Por la noche, la iluminación de las farolas afectó severamente la tasa fotosintética neta. Los valores de la tasa fotosintética neta fueron positivos para los árboles de ambas especies en los grupos de iluminación alta y baja. Solo las hojas jóvenes de abril tenían una tasa fotosintética negativa, que aún era más alta que las hojas del grupo de control. Los botánicos se aseguraron de que las hojas estuvieran usando dióxido de carbono para la fotosíntesis mediante el análisis de intercambio de gases. También encontraron que los árboles iluminados tenían un mayor contenido de clorofila en sus hojas. Los científicos descubrieron que este trabajo prolongado por la noche tenía consecuencias por la mañana.
En algunos aspectos, el efecto de las farolas sobre las plantas podría considerarse como un tratamiento de luz continuo. Muchos estudios sobre los efectos del tratamiento de luz continua en las plantas encontraron que la extensión del CO2 proceso de asimilación durante la noche podría inducir trastornos en el aparato fotosintético de la planta… En nuestro experimento, ambas especies de árboles en los grupos −300 y −700 tenían P más bajon [tasa fotosintética neta] valores al amanecer que los árboles en los grupos de control, especialmente durante el verano (hojas totalmente expandidas) y esta tendencia fue más evidente en los árboles [tilos] que en los árboles [plátanos] bajo la iluminación de las farolas. la pn El valor disminuyó debido a limitaciones bioquímicas (como lo sugiere la disminución en la eficiencia aparente de carboxilación Pn/Ci valores) en lugar de limitaciones estomáticas (diferencias no significativas o mínimas entre árboles en los grupos −300/−700 y control).
Lo Piccolo et al. 2023.
Lo Piccolo y sus colegas han sugerido que la iluminación de las farolas podría afectar negativamente la capacidad de captación de luz de las plantas durante las primeras horas del día debido a un deterioro de la tasa de transporte de electrones PSII/PSI.

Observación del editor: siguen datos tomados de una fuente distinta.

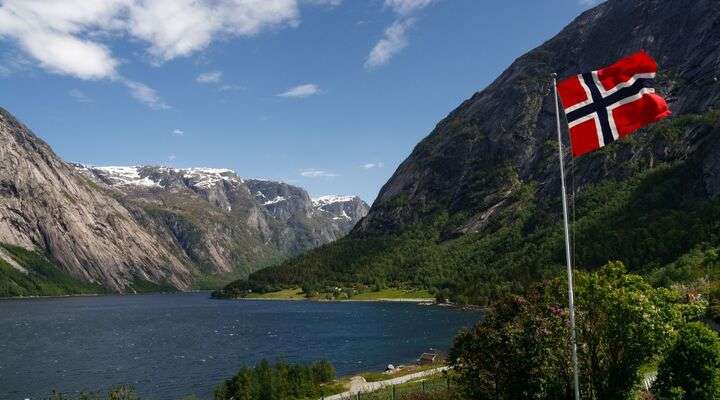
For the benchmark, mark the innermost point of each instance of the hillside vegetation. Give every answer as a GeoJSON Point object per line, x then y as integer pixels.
{"type": "Point", "coordinates": [654, 219]}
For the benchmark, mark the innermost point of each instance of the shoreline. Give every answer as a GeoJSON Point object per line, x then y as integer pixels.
{"type": "Point", "coordinates": [64, 296]}
{"type": "Point", "coordinates": [380, 300]}
{"type": "Point", "coordinates": [418, 301]}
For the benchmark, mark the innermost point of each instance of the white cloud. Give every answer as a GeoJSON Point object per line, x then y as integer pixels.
{"type": "Point", "coordinates": [373, 165]}
{"type": "Point", "coordinates": [230, 88]}
{"type": "Point", "coordinates": [66, 36]}
{"type": "Point", "coordinates": [209, 77]}
{"type": "Point", "coordinates": [145, 94]}
{"type": "Point", "coordinates": [79, 96]}
{"type": "Point", "coordinates": [301, 91]}
{"type": "Point", "coordinates": [331, 3]}
{"type": "Point", "coordinates": [394, 40]}
{"type": "Point", "coordinates": [317, 173]}
{"type": "Point", "coordinates": [406, 7]}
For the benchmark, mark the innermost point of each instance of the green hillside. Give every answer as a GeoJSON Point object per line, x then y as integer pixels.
{"type": "Point", "coordinates": [43, 278]}
{"type": "Point", "coordinates": [649, 217]}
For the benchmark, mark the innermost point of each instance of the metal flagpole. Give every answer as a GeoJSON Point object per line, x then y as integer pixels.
{"type": "Point", "coordinates": [571, 300]}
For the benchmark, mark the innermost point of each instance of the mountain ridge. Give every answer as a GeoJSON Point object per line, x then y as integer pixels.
{"type": "Point", "coordinates": [133, 228]}
{"type": "Point", "coordinates": [475, 210]}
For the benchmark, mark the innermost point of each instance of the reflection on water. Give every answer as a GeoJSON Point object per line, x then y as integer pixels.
{"type": "Point", "coordinates": [172, 345]}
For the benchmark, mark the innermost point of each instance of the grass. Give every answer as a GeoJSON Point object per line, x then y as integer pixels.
{"type": "Point", "coordinates": [44, 278]}
{"type": "Point", "coordinates": [384, 294]}
{"type": "Point", "coordinates": [394, 294]}
{"type": "Point", "coordinates": [286, 294]}
{"type": "Point", "coordinates": [407, 370]}
{"type": "Point", "coordinates": [437, 387]}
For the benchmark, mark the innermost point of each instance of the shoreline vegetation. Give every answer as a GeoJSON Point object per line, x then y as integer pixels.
{"type": "Point", "coordinates": [334, 294]}
{"type": "Point", "coordinates": [314, 381]}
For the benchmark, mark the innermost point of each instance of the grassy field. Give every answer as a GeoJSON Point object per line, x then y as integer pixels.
{"type": "Point", "coordinates": [394, 294]}
{"type": "Point", "coordinates": [407, 370]}
{"type": "Point", "coordinates": [287, 294]}
{"type": "Point", "coordinates": [385, 294]}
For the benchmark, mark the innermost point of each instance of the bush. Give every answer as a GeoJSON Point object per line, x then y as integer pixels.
{"type": "Point", "coordinates": [521, 349]}
{"type": "Point", "coordinates": [691, 369]}
{"type": "Point", "coordinates": [282, 381]}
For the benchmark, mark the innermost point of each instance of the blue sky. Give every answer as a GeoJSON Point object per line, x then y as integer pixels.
{"type": "Point", "coordinates": [330, 95]}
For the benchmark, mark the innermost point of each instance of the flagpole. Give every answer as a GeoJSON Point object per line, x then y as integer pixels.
{"type": "Point", "coordinates": [571, 300]}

Otro problema para las hojas es la dieta. Las hojas producen azúcares pero también almidones cuando la asimilación de dióxido de carbono trae más carbono del que la hoja puede manejar a través de la biosíntesis de azúcar. Durante la noche, el almidón se agota para proporcionar carbono para el metabolismo y el crecimiento hasta la mañana siguiente. La fotosíntesis nocturna altera el equilibrio químico entre azúcares y almidones y rompe los ciclos circadianos.
El cambio de verano a invierno trae consigo un clima más frío; en el pasado, también solía traer menos luz. Las puestas de sol invasoras significaban que la luz era un excelente indicador de la estación y, por lo tanto, funcionaba como desencadenante de la inactividad invernal. ¿Qué pasa cuando vives con soles artificiales?
Lo Piccolo y sus colegas descubrieron que los tilos aún se preparaban para el invierno, pero los plátanos no. En cambio, podrían estar activos hasta dos meses más tarde, aún con brotes en crecimiento.
Los hallazgos muestran que hay respuestas consistentes y específicas de la especie a las luces artificiales. El cambio de sodio a LED podría cambiar las respuestas de los árboles. El cambio de luz podría ser otro desafío para los árboles, produciendo un impacto repentino para las plantas que ya están enfrentando el avance del cambio climático.
LEA EL ARTÍCULO:
Lo Piccolo, E., Lauria, G., Guidi, L., Remorini, D., Massai, R. y Landi, M. (2023) “Arrojando luz sobre los efectos de las farolas LED en los árboles de las zonas urbanas: ¿amigos o enemigos?, " La ciencia del medio ambiente total, 865 (161200), pág. 161200. Disponible en: https://doi.org/10.1016/j.scitotenv.2022.161200.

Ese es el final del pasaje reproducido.